View Available Datasets in DigestiveDataSets
Description
This function lists all datasets available in the 'DigestiveDataSets' package. If the 'DigestiveDataSets' package is not loaded, it stops and shows an error message. If no datasets are available, it returns a message and an empty vector.
Usage
view_datasets_digestive()
Value
A character vector with the names of the available datasets.

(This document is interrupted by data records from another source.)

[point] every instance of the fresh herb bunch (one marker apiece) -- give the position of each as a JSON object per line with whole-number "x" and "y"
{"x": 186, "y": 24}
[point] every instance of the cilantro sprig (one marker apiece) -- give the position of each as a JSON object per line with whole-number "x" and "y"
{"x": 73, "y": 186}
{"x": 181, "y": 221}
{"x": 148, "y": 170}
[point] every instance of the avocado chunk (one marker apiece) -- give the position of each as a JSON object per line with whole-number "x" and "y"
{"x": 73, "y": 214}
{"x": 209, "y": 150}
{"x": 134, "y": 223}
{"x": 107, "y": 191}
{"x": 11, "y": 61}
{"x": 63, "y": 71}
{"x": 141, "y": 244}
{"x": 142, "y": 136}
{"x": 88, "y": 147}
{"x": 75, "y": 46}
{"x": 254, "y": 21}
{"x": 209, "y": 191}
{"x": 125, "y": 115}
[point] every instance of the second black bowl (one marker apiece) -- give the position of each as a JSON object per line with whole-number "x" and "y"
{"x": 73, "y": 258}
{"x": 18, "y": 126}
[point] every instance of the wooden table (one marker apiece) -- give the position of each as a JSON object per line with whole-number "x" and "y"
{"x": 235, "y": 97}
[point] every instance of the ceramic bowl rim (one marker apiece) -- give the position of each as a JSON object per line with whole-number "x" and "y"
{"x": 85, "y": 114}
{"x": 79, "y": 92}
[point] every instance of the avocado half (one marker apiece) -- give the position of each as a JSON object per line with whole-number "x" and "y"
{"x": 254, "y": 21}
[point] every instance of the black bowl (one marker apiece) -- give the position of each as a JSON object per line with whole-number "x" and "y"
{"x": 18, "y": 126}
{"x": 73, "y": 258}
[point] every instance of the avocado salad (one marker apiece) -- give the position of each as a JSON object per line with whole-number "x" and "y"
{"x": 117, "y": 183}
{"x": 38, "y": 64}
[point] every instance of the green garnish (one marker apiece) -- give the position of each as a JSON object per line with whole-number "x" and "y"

If no datasets are found, it returns an empty character vector.
Examples
if (requireNamespace("DigestiveDataSets", quietly = TRUE)) {
library(DigestiveDataSets)
view_datasets_digestive()
}
Obese Patient Weight Loss Data
Description
This dataset, weight_loss_df, is a data frame containing the weight, in kilograms, of an obese patient measured at 52 time points over an 8-month period as part of a weight rehabilitation programme.
Usage
data(weight_loss_df)
Format
A data frame with 52 observations and 2 variables:
- Days
Integer vector indicating the number of days since the beginning of the programme
- Weight
Numeric vector indicating the weight (in kilograms) of the patient at each time point
Details
The dataset name has been kept as 'weight_loss_df' to avoid confusion with other datasets in the R ecosystem. This naming convention helps distinguish this dataset as part of the DigestiveDataSets package and assists users in identifying its specific characteristics. The suffix 'df' indicates that the dataset is a data frame. The original content has not been modified in any way.
Source
Data taken from the MASS package version 7.3-65.